Diese Eigentumsstreuung, lehrt Marx, weicht im kapitalistischen Spiel aber früher oder später mit Notwendigkeit der Konzentration des Kapitals – „je ein Kapitalist schlägt viele tot“.° Am Ende steht eine Wirklichkeit, in der zum Beispiel eine Erfinderin, wenn sie eine Erfindung erfindet, mit der sie im Konkurrenzkapitalismus reich geworden wäre, ihren Einfall nur noch a.) einer Bank, b.) einem Konzern oder c.) irgendeinem Venturedeppen verkaufen kann, sonst verbünden sich die drei und machen die Frau samt Idee einfach platt. Dieser allgemeinen Schutzgeld- und sonstigen Erpresserrealität entkommen auch Personen in vormals „freien Berufen“ nicht mehr, und so verwandeln sich die vom Kapitalismus zunächst versachlichten (das heißt: auf Leistungen gestellten) sozialen Beziehungen langsam in paradox unpersönlich-persönliche, nämlich solche der Abhängigkeit vom Wohlwollen abstrakt aller („likes“) und konkret einfach zufällig Vorgesetzter. 

In dieser Horrorlandschaft lernen die Kinder folgerichtig, wie man beliebt und unterwürfig zugleich ist, sich so darstellt und mit dieser Darstellung eins wird, also: schleimen, petzen, Mobbing, mit den Wölfen heulen und den eigenen Namen im Stuhlkreis tanzen (statt Gleichungssysteme oder Grammatik). 

Die Eigentumsstreuung von vor zweihundert Jahren ist nicht wiederherstellbar, jedenfalls (entgegen den radikalliberalen Träumen der Leserschaft von „eigentümlich frei“) kaum ohne Vernichtung der gegenwärtigen (und sei’s dezentralen und modularen) globalen Großproduktion, die man sich nicht wünschen sollte, weil sie vor allem Chaos und Massensterben brächte. Das Konkurrenzspiel liegt historisch stromaufwärts, es ist kein Rückgriff darauf zu haben. Das gesamtgesellschaftliche Erpresserwesen lässt sich nur noch für alle aufheben oder für niemanden. Dazu, wie das gehen könnte, hat sich Marx bekanntlich ausführlichere Gedanken gemacht als zur polytechnischen Erziehung; man lese sie nach. 

Bis diese Gedanken aber jemand umsetzt, hat man von der Einsicht in die beschriebenen Zusammenhänge und von etwaigen Bildungsresten im armen Schädel nicht viel, weshalb momentan allerlei uralter Hordenmuff, der neuerdings unter dem schicken Namen „Identität“ wieder im Angebot ist, einer wachsenden Anzahl Unzufriedener Erlösung von ihrer entwerteten Individualität verspricht.
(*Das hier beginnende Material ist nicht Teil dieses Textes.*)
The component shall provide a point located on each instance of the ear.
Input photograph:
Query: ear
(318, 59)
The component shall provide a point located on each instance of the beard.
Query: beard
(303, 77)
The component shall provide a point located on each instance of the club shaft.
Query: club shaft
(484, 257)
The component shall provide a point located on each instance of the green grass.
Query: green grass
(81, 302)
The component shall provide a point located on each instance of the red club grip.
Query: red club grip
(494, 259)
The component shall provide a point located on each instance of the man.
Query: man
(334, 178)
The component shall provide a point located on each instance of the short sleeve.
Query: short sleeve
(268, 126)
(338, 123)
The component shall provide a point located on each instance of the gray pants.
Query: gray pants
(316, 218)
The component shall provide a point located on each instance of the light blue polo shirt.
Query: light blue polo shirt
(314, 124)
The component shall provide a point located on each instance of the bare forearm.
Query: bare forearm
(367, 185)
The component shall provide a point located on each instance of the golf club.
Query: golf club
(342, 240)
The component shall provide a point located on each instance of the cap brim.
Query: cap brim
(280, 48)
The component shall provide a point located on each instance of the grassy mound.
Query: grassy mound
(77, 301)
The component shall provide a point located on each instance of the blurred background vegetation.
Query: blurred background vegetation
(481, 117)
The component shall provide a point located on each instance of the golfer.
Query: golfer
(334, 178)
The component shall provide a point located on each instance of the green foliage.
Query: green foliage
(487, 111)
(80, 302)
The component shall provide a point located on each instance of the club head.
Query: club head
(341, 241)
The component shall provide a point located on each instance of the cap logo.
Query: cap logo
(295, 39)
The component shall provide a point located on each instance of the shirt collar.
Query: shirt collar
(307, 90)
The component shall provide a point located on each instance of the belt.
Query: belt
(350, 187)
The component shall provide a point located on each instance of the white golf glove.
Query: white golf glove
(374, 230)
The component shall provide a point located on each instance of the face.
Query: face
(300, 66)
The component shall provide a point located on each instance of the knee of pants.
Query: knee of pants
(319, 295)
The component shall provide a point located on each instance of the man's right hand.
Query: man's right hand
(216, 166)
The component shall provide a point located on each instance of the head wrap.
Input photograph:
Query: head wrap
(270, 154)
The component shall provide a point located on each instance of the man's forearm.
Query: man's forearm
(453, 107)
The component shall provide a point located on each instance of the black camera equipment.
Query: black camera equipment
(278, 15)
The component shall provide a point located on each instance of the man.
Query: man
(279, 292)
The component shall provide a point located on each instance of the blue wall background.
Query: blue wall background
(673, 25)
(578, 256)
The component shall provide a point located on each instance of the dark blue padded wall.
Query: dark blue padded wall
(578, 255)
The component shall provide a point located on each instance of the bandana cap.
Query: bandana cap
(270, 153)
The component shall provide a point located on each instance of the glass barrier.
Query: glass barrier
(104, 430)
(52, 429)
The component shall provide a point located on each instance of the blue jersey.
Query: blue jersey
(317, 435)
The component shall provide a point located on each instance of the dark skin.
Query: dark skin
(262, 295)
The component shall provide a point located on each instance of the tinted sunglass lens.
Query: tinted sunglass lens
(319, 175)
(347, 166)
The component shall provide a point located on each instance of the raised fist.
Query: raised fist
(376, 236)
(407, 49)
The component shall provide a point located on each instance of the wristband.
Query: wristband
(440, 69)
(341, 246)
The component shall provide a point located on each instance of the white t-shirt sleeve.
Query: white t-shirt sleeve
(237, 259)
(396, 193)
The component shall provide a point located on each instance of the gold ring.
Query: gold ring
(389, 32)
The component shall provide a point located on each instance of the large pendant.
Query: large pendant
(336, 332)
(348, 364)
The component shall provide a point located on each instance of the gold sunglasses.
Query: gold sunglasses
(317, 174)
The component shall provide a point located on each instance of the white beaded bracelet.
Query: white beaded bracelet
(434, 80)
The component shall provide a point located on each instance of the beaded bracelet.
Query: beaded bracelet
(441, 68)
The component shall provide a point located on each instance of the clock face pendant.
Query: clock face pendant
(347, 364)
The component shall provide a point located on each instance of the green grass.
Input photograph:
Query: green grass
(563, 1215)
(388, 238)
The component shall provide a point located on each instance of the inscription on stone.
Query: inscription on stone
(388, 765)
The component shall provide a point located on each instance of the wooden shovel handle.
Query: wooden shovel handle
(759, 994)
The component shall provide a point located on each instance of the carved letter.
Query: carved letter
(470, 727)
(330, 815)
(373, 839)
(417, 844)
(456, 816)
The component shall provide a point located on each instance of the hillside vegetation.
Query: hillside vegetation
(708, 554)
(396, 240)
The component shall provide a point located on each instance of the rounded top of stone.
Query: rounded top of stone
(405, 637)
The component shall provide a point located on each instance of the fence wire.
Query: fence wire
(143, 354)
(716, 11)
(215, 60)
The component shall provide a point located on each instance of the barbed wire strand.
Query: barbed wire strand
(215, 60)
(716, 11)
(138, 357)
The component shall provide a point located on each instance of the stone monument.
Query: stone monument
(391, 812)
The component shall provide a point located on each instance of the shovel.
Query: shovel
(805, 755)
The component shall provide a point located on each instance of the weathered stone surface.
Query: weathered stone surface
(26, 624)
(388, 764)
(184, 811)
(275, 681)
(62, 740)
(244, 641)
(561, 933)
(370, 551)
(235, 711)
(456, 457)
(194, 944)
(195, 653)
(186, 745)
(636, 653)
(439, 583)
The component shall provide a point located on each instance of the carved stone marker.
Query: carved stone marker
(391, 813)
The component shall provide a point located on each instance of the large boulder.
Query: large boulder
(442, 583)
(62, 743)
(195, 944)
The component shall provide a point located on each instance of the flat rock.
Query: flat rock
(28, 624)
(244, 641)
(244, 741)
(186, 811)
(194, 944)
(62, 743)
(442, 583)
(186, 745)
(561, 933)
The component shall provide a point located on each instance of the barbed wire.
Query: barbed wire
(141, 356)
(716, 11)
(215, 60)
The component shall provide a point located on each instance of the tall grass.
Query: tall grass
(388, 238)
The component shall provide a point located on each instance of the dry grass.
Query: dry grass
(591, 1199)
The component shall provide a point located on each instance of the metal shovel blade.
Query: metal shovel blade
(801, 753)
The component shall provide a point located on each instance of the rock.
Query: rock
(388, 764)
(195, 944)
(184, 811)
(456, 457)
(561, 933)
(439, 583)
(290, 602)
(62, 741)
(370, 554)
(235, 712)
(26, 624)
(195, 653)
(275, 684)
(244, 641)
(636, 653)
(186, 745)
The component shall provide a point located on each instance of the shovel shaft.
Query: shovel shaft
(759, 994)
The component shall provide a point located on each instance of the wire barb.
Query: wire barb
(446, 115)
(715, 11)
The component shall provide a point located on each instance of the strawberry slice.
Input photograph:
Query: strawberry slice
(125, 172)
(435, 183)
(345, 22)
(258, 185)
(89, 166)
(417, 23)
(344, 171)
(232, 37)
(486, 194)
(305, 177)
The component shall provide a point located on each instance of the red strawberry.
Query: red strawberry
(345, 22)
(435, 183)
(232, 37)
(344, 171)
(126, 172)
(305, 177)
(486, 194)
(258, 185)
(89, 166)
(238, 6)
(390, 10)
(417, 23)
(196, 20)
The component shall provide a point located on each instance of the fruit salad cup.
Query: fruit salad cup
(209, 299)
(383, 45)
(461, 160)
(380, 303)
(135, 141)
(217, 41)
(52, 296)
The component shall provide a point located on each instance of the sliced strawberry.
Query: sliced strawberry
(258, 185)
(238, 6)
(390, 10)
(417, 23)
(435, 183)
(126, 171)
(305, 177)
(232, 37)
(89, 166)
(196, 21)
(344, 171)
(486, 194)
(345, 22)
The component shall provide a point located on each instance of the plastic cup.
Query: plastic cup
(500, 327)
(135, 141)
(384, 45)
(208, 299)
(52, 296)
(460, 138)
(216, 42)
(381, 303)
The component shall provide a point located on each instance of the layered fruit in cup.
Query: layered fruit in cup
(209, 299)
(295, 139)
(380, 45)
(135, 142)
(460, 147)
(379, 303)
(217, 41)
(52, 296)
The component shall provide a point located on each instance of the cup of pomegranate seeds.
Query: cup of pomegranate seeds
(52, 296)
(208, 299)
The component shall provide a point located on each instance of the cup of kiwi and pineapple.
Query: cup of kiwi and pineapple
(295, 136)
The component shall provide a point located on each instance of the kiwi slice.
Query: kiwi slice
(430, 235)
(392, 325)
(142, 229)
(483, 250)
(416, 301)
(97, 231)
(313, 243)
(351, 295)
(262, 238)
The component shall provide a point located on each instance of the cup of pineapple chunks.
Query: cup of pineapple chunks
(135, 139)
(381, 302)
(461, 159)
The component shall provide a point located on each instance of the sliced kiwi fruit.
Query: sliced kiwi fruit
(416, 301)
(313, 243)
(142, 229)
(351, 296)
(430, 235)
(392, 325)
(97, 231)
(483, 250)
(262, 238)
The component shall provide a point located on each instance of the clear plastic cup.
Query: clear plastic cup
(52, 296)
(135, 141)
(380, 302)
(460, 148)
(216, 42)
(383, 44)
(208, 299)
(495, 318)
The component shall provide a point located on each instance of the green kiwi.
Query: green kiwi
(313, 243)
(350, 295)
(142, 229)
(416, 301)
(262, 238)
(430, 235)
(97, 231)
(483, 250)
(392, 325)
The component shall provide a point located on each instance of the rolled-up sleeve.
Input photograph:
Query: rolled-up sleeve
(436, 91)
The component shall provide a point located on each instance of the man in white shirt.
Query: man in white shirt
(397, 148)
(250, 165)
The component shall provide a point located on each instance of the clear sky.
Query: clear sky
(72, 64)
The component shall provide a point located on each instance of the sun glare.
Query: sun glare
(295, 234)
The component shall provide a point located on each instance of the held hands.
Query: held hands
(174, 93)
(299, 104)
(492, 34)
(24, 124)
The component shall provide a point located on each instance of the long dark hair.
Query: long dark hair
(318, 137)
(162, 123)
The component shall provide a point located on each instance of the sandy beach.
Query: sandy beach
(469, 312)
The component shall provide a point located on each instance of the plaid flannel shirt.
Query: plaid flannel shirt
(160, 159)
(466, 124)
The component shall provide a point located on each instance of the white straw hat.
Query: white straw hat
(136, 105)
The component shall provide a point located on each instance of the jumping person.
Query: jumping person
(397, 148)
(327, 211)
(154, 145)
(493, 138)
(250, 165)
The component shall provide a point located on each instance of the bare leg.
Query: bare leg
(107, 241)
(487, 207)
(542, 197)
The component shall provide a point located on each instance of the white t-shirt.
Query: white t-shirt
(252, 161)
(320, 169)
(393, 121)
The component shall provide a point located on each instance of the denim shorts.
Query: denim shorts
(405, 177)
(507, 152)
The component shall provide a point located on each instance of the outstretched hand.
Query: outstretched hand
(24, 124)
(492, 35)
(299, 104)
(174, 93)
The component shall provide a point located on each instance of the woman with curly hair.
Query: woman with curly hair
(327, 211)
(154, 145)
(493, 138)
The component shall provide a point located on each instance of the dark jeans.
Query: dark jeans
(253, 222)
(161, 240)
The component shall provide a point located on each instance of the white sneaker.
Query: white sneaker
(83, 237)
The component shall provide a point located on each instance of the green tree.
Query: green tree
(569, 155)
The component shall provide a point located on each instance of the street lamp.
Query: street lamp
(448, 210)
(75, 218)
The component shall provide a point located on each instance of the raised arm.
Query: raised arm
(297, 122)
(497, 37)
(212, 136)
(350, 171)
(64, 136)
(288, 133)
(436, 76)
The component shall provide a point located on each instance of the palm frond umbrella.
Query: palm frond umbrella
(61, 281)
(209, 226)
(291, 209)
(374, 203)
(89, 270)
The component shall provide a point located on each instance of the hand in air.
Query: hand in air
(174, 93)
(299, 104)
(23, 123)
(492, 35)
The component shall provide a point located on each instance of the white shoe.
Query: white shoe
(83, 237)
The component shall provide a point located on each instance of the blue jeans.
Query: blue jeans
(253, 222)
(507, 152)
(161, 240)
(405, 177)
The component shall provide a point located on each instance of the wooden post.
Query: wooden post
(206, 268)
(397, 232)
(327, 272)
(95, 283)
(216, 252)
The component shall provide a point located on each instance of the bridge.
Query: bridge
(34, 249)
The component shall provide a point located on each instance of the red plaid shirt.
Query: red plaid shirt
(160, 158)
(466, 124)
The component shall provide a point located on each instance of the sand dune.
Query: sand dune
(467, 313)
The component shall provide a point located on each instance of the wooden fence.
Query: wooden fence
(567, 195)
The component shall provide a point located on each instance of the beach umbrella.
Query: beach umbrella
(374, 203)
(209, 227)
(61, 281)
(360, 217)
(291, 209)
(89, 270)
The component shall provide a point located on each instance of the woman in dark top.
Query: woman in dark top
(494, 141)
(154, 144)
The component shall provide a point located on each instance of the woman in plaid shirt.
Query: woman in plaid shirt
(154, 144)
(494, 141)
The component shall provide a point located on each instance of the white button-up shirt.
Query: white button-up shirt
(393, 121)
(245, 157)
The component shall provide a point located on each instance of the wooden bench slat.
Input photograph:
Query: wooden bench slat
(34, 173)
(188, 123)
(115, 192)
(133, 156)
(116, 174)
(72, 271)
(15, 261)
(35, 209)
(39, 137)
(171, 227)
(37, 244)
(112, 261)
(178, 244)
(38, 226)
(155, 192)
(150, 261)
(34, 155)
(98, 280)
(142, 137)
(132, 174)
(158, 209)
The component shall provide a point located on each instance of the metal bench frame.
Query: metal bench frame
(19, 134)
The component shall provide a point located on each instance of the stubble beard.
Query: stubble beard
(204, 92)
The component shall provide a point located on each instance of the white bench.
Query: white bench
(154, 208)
Verschmäht man das, so winkt als Trostpreis einstweilen nichts außer dem bisschen Selbstachtung derjenigen, die, wenn sie auf anonyme Weisung des großen Ganzen hin verblöden, seelisch verarmen, intellektuell verstummen, glotzen, klicken und übern Schirm wischen sollen, nicht auch noch dankbar für all die bunte Abwechslung sind. 


**) MEW 19, S. 30
***) MEW 12, S. 4.
°) MEW 23, [Kapital I], 791


Nota. - Marxens Überlegungen zur Erziehung und Bildung der Arbeiterkinder nennt die Ziele, die die Arbeiterbewegung innerhalb der kapitalistischen Gesellschaftsordnung anvisieren muss. Er war jedoch ein Gegner dieser Gesellschaftsordnung und betrieb deren Sturz. Über die Erziehung in einer Idealwelt hat er sich wohlweislich nicht den Kopf zerbrochen. Nur soviel steht fest: Freie Zeit galt ihm als die prosaische Realform von Freiheit.